Petisco Brazuca (Saturday + Sunday)
Brazilian snack foods based on the ubiquitous Rio de Janeiro street food known as coxinha, a chicken leg–shaped dough filled with shredded chicken, battered and fried. Petisco (a new Crown Heights brick-and-mortar shop) turns it into a smaller, one-bite snack and fills the dough with cheese, dulce de leche and more. Perfect for sharing!

The Pizza Cupcake (Saturday Only)
Two-bite pizzas baked in the shape of a cupcake. These little guys are just as delicious as they are cute! Served as singles or in orders of four with options like margherita, pepperoni, funghi, and zucchini.

Sons of Thunder (Saturday + Sunday)
Hawaiian and California inspired cuisine focusing on poke. In addition to their fish options, try their vegetarian poke made with golden beets and tofu.
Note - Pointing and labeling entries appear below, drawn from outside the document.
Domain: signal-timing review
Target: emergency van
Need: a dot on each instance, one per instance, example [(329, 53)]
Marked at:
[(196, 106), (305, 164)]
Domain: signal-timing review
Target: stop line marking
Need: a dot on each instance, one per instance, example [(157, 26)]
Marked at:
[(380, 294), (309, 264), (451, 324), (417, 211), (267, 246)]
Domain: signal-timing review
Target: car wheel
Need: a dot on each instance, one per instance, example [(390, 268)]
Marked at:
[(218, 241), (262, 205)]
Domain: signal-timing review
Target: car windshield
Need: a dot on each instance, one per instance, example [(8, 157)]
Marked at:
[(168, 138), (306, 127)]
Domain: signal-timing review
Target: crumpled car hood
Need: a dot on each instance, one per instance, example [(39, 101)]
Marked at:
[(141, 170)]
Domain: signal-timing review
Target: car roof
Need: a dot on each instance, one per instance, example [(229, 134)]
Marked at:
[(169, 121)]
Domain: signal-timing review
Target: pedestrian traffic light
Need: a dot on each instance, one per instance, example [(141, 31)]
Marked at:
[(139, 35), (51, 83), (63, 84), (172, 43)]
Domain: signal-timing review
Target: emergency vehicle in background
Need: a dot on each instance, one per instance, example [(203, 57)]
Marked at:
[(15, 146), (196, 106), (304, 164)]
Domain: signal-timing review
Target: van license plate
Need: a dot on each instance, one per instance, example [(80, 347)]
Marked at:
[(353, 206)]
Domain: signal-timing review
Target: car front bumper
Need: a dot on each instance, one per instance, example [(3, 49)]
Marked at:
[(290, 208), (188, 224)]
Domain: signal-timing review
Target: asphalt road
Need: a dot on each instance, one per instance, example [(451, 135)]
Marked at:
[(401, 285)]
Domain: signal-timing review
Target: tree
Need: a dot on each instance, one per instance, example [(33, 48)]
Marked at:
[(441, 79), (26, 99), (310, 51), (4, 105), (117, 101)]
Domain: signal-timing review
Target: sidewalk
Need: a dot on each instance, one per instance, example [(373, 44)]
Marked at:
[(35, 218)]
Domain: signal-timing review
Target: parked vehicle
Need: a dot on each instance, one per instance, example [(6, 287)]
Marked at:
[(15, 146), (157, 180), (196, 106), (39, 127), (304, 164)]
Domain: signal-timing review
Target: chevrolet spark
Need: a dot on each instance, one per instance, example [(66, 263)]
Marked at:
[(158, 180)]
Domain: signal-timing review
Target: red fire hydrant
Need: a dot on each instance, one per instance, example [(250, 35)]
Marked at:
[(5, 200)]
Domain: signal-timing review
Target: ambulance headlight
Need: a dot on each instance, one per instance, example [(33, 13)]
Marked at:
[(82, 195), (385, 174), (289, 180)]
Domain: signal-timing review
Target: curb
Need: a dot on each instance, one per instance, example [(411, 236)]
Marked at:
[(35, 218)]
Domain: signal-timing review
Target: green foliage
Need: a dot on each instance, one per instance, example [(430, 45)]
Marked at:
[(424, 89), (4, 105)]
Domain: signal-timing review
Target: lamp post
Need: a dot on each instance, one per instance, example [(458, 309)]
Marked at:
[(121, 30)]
All comes topped with crispy garlic and shallots, shredded nori, and serrano peppers over a bed of fresh greens, seaweed salad, cucumbers and rice.

Tojo’s Kitchen (Saturday + Sunday)
Focused on Japanese Miyazaki black wagyu, this stand uses the world’s best beef (the cattle receive regular massages to marble the fat correctly!) to make wagyu “sushi” with sticky rice, Japanese vinegar, and fresh wasabi, as well as a phenomenal wagyu sando, breaded and deep fried, and served on soft milk bread with a Worcestershire reduction.

Tori-San Japanese Fried Chicken (Saturday + Sunday)
Gyoza-stuffed boneless fried chicken wings (yes, a dumpling stuffed in a wing!); chicken and waffles made with okonomiyaki-filled waffles and karaage chicken thighs, topped with Kewpie mayo and bulldog BBQ sauce; and a delicious fried chicken sandwich topped with yuzu slaw, quick pickles, and sriracha kewpie mayo sauce.

Smør (Saturday + Sunday)
This brand-new East Village shop specializes in smørrebrød, the open-faced Nordic staple sandwich, using dense sprouted rye bread (from She Wolf Bakery) topped with pickled herring, creme fraiche, shallots and capers; or try the chicken salad with pickled red onions and beet powder. They also make a Nordic hangover sandwich with thinly sliced roast beef and crispy onions topped with remoulade.

Vayalo Cocina (Saturday Only)
Venezuelan dishes, including arepas, perros calientes and more, from three women who recently emigrated from the tumultuous political situation. The arepas are made with corn flour dough (gluten free!) and cooked on the grill before being topped with pernil, vegetables, or cheese. The over-the-top perros calientes (hot dogs) are famous in Venezuela for being topped with many sauces, slaw, avocado, potato chips and more.

Wonton Tiva (Saturday Only)
Perfectly shaped Hawaiian dumplings stuffed with either pork blended with scallions, garlic, and ginger or tofu, cabbage, and carrot, then neatly wrapped and deep-fried to a golden brown crisp. Dipping sauces include a mustard shoyu or a sweet and spicy pineapple. Named after Tiva, the matriarch of the family, who created the recipes.

Yumpling (Saturday + Sunday)
Known for their food truck that pops up around midtown, Yumpling pivots for Smorgasburg to create a “hot chicken” version of the giant Taiwanese chicken steak. Plus, housemade bubble tea.